I don't think i've ever used it.
The reason i never use it is how inexact it is. I had to ask him to clarify what he meant by 'spiritual warfare' because i had no clue what he meant.
I knew what he meant in the very broad sense. But i asked for a picture of his evening and he painted one with rollers. I got the mood of the night through his colors, but i had no idea what picture he was drawing.
He meant that they ran into some difficulty they knew to be from, or attributed to, Satan. But i still didn't know, until he explained, what his night was like.
Maybe 10 people signed up to talk to the homeless, but only 2 show up. It's spiritual warfare within the church that people don't act.
Maybe nobody was around. It's spiritual warfare not fulfilling the intent of the evening.
Maybe the conversations with the homeless were disheartening. It's spiritual warfare to run into discouragement.
Maybe they had people throw fruit at them. It's spiritual warfare to be physically attacked.
Maybe a person or two got sick while walking the park. It's spiritual warfare to be distracted from your mission.
What does 'spiritual warfare' describe? It should be a descriptor of a war between two sides, heaven and hell, with humanity caught in the middle. Instead, it describes any action that's working against you. It turns out, there was a woman they weren't even talking to that attempted to pull the conversation away from them and redirect it toward a tangential topic during a good conversation with a couple of guys.
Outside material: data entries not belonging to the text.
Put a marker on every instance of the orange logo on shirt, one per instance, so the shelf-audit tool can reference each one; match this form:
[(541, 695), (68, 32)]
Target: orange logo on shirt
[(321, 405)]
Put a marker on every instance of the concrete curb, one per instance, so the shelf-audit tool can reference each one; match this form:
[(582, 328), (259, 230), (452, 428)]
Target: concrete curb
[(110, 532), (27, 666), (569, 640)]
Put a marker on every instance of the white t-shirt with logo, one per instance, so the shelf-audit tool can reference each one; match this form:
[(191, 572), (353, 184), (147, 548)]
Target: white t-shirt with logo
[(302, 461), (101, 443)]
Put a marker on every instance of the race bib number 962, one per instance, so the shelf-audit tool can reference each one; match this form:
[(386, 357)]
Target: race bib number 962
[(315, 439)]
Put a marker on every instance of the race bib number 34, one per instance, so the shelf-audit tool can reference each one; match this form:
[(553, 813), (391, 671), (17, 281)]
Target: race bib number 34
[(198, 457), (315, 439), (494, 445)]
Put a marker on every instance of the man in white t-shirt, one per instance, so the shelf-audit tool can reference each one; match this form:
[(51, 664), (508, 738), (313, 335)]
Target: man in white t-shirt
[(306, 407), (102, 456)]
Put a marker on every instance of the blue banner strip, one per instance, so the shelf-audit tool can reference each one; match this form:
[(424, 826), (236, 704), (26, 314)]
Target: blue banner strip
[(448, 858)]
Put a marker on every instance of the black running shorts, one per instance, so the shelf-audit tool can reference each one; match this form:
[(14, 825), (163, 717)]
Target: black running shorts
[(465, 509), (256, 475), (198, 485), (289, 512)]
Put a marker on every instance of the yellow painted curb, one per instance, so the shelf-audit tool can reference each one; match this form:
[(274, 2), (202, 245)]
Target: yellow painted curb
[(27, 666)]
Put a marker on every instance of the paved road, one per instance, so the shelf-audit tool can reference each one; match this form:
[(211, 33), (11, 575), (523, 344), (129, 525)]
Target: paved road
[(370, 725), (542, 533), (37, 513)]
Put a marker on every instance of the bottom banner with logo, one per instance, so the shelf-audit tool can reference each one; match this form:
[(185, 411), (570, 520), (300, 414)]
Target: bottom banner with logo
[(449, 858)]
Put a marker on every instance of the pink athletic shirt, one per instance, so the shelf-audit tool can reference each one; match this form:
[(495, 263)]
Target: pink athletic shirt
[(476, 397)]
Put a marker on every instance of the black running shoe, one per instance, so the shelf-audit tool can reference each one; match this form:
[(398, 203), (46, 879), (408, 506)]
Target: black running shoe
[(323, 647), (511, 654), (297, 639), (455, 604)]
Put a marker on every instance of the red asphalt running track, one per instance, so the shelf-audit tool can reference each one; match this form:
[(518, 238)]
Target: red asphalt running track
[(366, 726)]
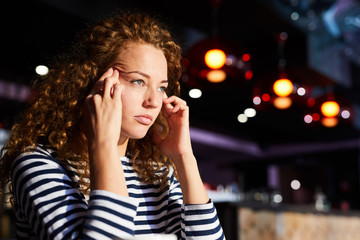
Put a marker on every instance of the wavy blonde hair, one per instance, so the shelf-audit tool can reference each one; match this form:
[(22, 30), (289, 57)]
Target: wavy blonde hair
[(54, 117)]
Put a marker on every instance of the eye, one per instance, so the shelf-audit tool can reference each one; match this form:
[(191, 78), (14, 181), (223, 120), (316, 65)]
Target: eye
[(138, 82)]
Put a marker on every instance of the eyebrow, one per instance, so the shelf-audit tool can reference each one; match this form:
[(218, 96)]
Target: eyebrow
[(143, 74)]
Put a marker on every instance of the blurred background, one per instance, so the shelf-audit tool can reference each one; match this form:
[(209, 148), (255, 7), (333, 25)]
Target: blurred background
[(264, 147)]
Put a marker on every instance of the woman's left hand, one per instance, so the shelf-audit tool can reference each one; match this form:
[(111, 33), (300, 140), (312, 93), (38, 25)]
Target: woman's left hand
[(177, 143)]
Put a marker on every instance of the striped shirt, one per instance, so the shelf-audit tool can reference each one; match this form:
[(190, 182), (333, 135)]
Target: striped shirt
[(49, 205)]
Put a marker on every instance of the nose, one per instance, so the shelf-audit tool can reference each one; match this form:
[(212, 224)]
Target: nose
[(152, 99)]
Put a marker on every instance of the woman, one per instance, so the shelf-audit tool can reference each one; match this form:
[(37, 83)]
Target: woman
[(95, 155)]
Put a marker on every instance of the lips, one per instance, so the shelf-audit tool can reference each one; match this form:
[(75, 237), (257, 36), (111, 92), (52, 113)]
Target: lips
[(144, 119)]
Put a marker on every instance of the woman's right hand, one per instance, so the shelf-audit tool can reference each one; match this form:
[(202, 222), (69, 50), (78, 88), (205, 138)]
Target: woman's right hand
[(103, 111), (103, 125)]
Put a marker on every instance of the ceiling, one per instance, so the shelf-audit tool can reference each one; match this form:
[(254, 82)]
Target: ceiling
[(34, 31)]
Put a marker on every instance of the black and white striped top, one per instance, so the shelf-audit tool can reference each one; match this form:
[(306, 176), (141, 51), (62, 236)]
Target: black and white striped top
[(49, 205)]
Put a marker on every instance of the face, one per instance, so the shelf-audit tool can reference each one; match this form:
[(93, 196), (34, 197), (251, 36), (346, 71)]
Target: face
[(143, 72)]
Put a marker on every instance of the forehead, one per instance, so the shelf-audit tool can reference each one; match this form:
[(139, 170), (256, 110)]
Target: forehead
[(141, 56)]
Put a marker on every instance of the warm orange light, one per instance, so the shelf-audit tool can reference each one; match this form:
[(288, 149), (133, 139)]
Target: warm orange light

I'm not saying that the woman wasn't directed to break into their conversation by some evil force. I don't know. That's another reason i don't use the term often; i am not adept at discerning when something is just broken people reacting in a broken world and when something is deliberately attempting to sabotage the working of good.
The reason i bring this up is that we, the Church, use this term too flippantly. If there is uncertainty about the source of the discouragement to the work, don't automatically attribute it to Satan and his minions. We are broken people all by ourselves. We can mess things up without his help.
When we do use the term 'spiritual warfare,' we need to ensure we back it up with specifics. 'Spiritual warfare' does not describe what happened. It may be accurate, but it's not precise. If my roommate asks me what i'm watching, and i say 'The television,' i get smacked on my head. It's accurate, but not precise. We need to not only mean what we say, but say what we mean.